Walk Out With Me to the Unknown Region by rutsky [Reviews - 61] Chapter or Story |
Well, it finally happened. I - or we - reached the end, once Lynda, Jack and the others who I came to love so much finally told me what happened. I want to thank those of you who read this, and cared enough to keep on reading over two years. This has been an amazing journey for me. There are two people especially who I want to thank, and to whom I dedicate the entire story. The first is my amazing and brilliant Best Beloved, who was the best editor anyone could hope for, and whose pride in me and my abilities helped when I was frustrated or uncertain. And the second is my dear friend and sister Queen Gwen, who shares my love of the Whoniverse, and is a great writer in her own right.
Without either of them, this would not have been good.
One last set of grateful thank yous: To the BBC, and to Russell T. Davies, for lending me that which belongs solely, and only, to them.
“What are you going to do?”
“I asked you first.”
Ruthie and Govinda swelled and receded through the amber in her glass. Lynda raised her eyes above the rim to insist, “I asked first.”

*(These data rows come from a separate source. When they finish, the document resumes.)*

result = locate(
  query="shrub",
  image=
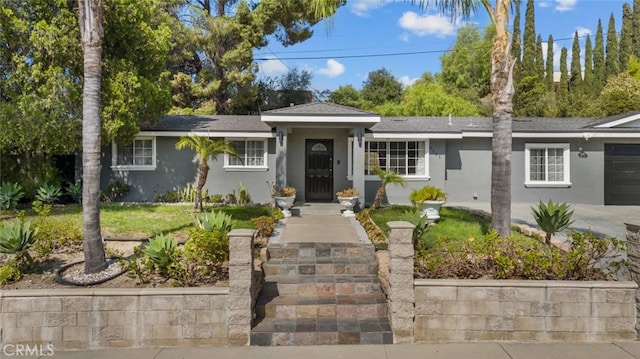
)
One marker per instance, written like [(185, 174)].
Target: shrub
[(207, 247), (10, 195), (426, 193), (75, 191), (114, 190), (243, 194), (215, 221), (552, 218), (264, 226), (16, 238), (49, 194), (161, 251)]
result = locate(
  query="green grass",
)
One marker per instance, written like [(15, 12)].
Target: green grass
[(454, 224), (129, 221)]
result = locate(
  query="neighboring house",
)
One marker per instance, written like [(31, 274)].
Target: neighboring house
[(322, 148)]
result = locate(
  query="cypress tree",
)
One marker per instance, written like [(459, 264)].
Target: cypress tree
[(587, 83), (626, 37), (539, 59), (612, 62), (563, 86), (598, 61), (635, 37), (529, 42), (516, 50), (549, 75), (575, 77)]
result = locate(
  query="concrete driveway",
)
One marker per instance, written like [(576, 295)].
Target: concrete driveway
[(602, 220)]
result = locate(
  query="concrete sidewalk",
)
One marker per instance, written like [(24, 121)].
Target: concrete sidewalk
[(621, 350)]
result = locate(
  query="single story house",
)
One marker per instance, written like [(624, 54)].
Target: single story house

The four women, including a confused Elisabéta, had kicked the men out of the apartment. They were not, Govinda had informed her startled lover and an amused Jack, going to share the bourbon she’d retrieved from someplace. Hen night, she’d said. They were going to get pissed on their own, or fall asleep trying.
“ Vinda —” Davitch had started to plead, only to be swung about by Jack, who took the opportunity to grab the taller man around the waist and make it something of a dance step. “Davitch, old buddy, you do not want to brave hen night. And the ladies have earned it. As have we. Vinda’s not the only one with hidden stores. I do believe Hsieh has a little something waiting for us.”
“Where?” Davitch had actually blushed at Jack’s approach.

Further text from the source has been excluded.